California leads the U.S. in the number of elderly victims of fraud, with the collective amount of losses reported in the state coming in at more than $624.5 million last year, according to the FBI.

Also last year, the FBI’s internet crime complaint center received nearly 10,000 complaints from victims over 60 involving the use of cryptocurrency, including Bitcoin, Ethereum, Litecoin and Ripple.

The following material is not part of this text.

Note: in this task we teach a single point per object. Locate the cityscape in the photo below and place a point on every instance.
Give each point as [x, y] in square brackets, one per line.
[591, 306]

Losses from those types of victims totaled more than $1 billion, as the FBI pointed out that cryptocurrency is becoming a preferred payment method for all types of scams.

Most common elder fraud schemes

The FBI provided information about the most common elder schemes.

  • Investment fraud: Examples include advance fee fraud, Ponzi schemes, pyramid schemes and market manipulation fraud.
  • Business email compromise/email account compromise: The FBI called these schemes “sophisticated” and indicated they are carried out by fraudsters compromising email accounts through social engineering or computer intrusion techniques to conduct unauthorized transfer of funds.
  • Confidence fraud/romance scams: In this kind of scheme, a victim is led to believe they are in a relationship and are tricked into sending money and/or personal and financial information to the perpetrator(s) or are convinced to launder money to assist them.
  • Tech support fraud: Con artists can pose as tech support agents and use scare tactics to trick older adults int paying for unnecessary support services to fix non-existent tech issues or to renew fraudulent software or security subscriptions, officials detailed.
  • Government impersonation: Though this type of fraud isn’t reported as often, millions of dollars are lost by the elderly to people impersonating government officials, according to the FBI. Criminals extort victims with threats of physical or financial harm to obtain personal information.

How to avoid being a victim

The FBI offered the following tips on how to avoid falling victim to fraud:

  • Recognize scam attempts and end all communication with a perpetrator.
  • Be cautious of unsolicited phone calls, mailings, and door-to-door services offers.
  • Perpetrators create a sense of urgency to produce fear and lure victims into immediate action, so resist pressure to act quickly and call police if you feel you’re in danger.
  • Protect your personal information and shred important financial documents.
  • Check your financial statements each month for suspicious activity.
  • Make your computer’s antivirus and security protections are up to date.
  • Understand that con artists often pose as interested romantic partners online. Never send money to someone you don’t know personally.
  • Always consult with a family member or friend you trust when in doubt.

Anyone who believes they may have been a victim of fraud, or knows a senior who may be, should report the incident to the FBI by calling 1-800-CALL-FBI or by submitting a tip to the Internet Crime Complaint Center at www.ic3.gov.